Function after the removal of obstacles if hiperpresija in the pelvis was the cause of renal failure:
Obligatory polyuria, dehydration, hypovolemia, hypo-or hyper-natremija.
After a few days will be set up and glomerualrna and tubular function, and sensitivity to antidiuretic hormone.
Depending on the degree of obstruction and its duration of outages behind definite function after mechanical removal of obstacles and causes increased pressure in the pelvis.
The minimum of the functional state testing program:
• urea and creatinine clearance.
• Concentration test.
• PSP test.
• The acid titer.
• Urology examination of urinary tract, pyelogram.
Forecast
Obstructive interstitional nephritis is a disease whose prognosis depends on the nature of the obstruction, the degree of obstruction and in particular the length of the obstruction.

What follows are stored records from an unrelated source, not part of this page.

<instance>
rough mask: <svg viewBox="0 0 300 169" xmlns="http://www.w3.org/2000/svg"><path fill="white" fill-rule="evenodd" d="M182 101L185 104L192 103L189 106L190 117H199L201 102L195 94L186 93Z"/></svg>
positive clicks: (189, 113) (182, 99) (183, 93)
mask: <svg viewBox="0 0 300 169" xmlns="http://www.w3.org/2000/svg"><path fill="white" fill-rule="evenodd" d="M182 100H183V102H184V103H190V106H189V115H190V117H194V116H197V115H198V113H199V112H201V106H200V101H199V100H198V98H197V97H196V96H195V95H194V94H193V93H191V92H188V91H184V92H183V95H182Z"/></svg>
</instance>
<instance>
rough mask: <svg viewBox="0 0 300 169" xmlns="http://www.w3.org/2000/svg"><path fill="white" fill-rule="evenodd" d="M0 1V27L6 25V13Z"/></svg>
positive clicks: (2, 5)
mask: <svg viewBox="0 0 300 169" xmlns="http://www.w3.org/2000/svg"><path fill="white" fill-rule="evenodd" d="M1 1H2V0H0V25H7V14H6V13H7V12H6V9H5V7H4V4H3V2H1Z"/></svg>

Of importance is that when you remove the cause of obstruction, even if it led to Iezija that are no longer reversible, these lesions are losing evolutionary, progressive character.
If we remove the obstacles it is possible to quickly complete repair of tissue and restitutions functions.
If the obstruction is partial to one kidney, and other healthy, then the destruction of renal parenchyma is not progressing rapidly, but is inevitable.